During one of the hardest and most confusing periods of my life, I'd get up early most mornings and drive a few minutes down the road to this studio, what I had come to think of as my studio, and ease into my day with deep breathing, intense stretching, and heavy sweating. In August 2007, I completed 30 classes in 30 days, and had never felt better about myself.
In May 2008, I moved to upstate New York. The middle of nowhere, it seemed to me at the time. Although the space and quiet were likely good for my head, I desperately missed having a convenient studio. I practiced the Bikram series on my own, intermittently. I did a Rodney Yee video or two, but was unfulfilled. I went to one class at one of the closest studios, Satya Yoga, in Rhinebeck, and could justify neither the half-hour drive there nor the expense for class (I had been on a work-study trade program back in Utah).
In November of that year, I had moved into a new apartment with a fabulous guy and my crazy dog. I planned for days to go to a Bikram class on Thanksgiving at the nearest studio—45 minutes away. Despite some food poisoning the night before, I showed up with a happy, smiling face at 9 a.m. Despite not being in a hot room for more than six months, it was one of the best classes of my life. I dedicated that class to my teachers in Utah: Jackie, Alex, Julie, McKell, Sarah, Andrea, Rebecca, Lisa, Terese, both Brandys, Julia, Jamie, and my superduper good friend, Judy. Without that studio offering me a safe place to work through "the issues in my tissues," I'd never have made it to New York.

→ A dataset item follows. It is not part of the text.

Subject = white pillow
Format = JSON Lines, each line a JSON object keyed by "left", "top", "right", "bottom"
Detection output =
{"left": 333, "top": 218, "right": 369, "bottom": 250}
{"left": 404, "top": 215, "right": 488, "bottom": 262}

I went back to the Yorktown studio for one class, and the teacher had just returned from being certified at training in Acapulco. There, she met Marc, a man I had practiced with and become friends with in Utah. It was so cool to have this connection to a place that had so unexpectedly become "home." Again, though, I couldn't handle the long drive and big fee for classes.
I went a couple of times here, the nearest "hot yoga" studio, and it was okay, but I just wanted to find a really good, hot, Bikram class, for a good price, with cool people. Picky, picky me.
I read about Yoga Today in some healthy-women's magazine, or maybe I feel down the rabbit hole that is the internet and clicked through 17 sites to get to it. At the time, the site offered a rotating library of 10 to 15 free, hourlong yoga classes from Jackson Hole, Wyoming. The classes really resonated with me because they're taught by real people, with real students, and they goof a little bit and make corrections, and there's audio problems sometimes, and they take it all in stride. The hyperproduced Gaiam videos, although in beautiful settings with ostensibly calming music, never really worked for me. These free classes, with entertaining people, were so engaging that I got back into a semiregular practice through the Springs and Summer of ’09.
Then I got a job (my dream job, really) that keeps me out of the house from 7 a.m. to 7 p.m. I'm still trying to negotiate a routine.